You run your python 2 code on python 3 and it fails, most people at that point will place encode() or decode() in place where you have a failure. When the correct fix would be to place encode/decode at I/O boundary (writing to files (and in python 3 even that is not needed if you open files in text mode), network etc).
Ironically a python 2 code that doesn't use unicode is easier to port.
When you program in python 3 from the start it's very rare to need encode/decode strings. You only do that if you are working on I/O level.
> And the documentation was particularly horrible regarding that, not even the experienced pythoners knew how to deal with it properly.
Because it's not really python specific knowledge.

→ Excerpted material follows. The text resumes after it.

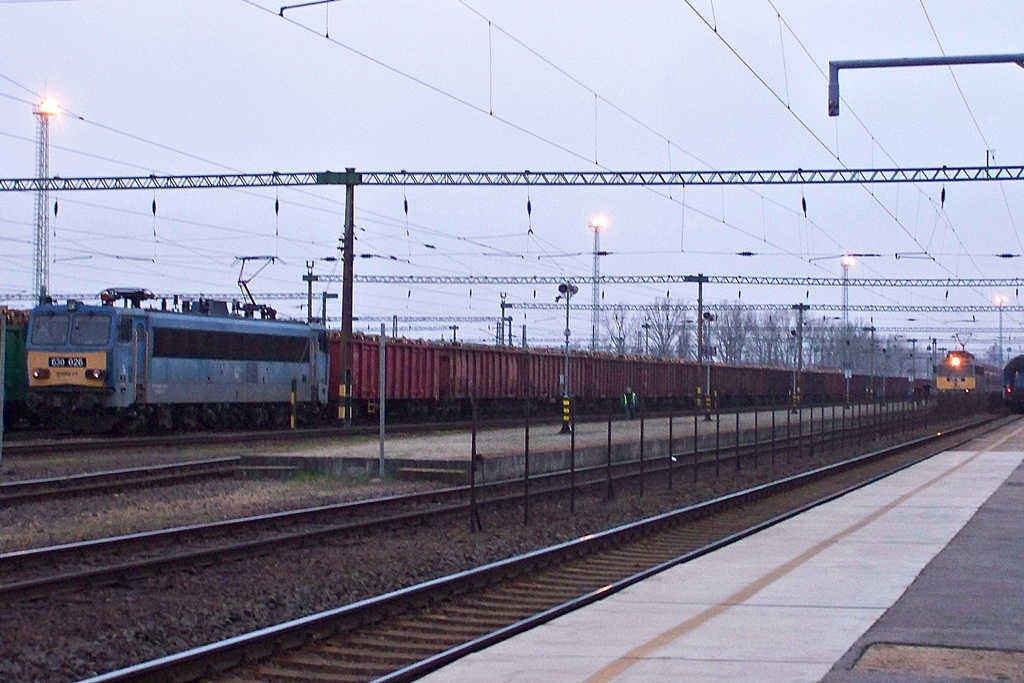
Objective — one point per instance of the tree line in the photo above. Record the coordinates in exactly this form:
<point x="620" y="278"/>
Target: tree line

It's really about understanding what the unicode is, what bytes are, and when to use each.
The general practice is to keep everything you do as text, and do the conversion only when doing I/O. You should think of unicode/text as as a representation of a text, as you think of a picture or sound. Similarly to image and audio text can be encoded as bytes. Once it is bytes it can be transmitted over network or written to a file etc. If you're reading the data, you need to decode it back to the text.
This is what Python 3 is doing:
- by default all string is of type str, which is unicode
- bytes are meant for binary data
- you can open files in text and binary mode, if you open in text the encoding is happening for you
- socket communication - here if you need to convert string to bytes and back
Python 2 is a tire fire in this area:
- text is bytes
- text also can be unicode (so two ways to represent the same thing)
- binary data can also be text
- I/O accepts text/bytes, no conversion happening
- a lot (most? all?) stdlib is actually expecting string/bytes as input and output
- cherry on top is that python2 also implicitly converts between unicode and string so you can do crazy thing like my_string.encode().encode() or my_string.decode()
So now you get a python 2 code, where someone wanted to be correct (it is actually quite hard to do it, mainly because of the implicit conversion) so the existing code will have plenty of encode() and decode() because some functions now expect str some unicode.
At different functions you might then have bytes or unicode as a string.
Now you take such code and try to move it to python 3, which no longer has implicit conversion and will throw an error when it expected text and got bytes and vice versa. The str now is unicode, unicode type no longer exists and bytes is now not the same thing as str. So your code now blows up.
Most people see an error so they add encode() or decode() often trying which one works (like what you were removing) when the proper fix would be actually removing encodes() and decodes() in other places of the code.
It's quite difficult task when your code base is big, so this is why Guido put a lot of effort with type annotations, mypy. One of its benefits supposed to help with these issues.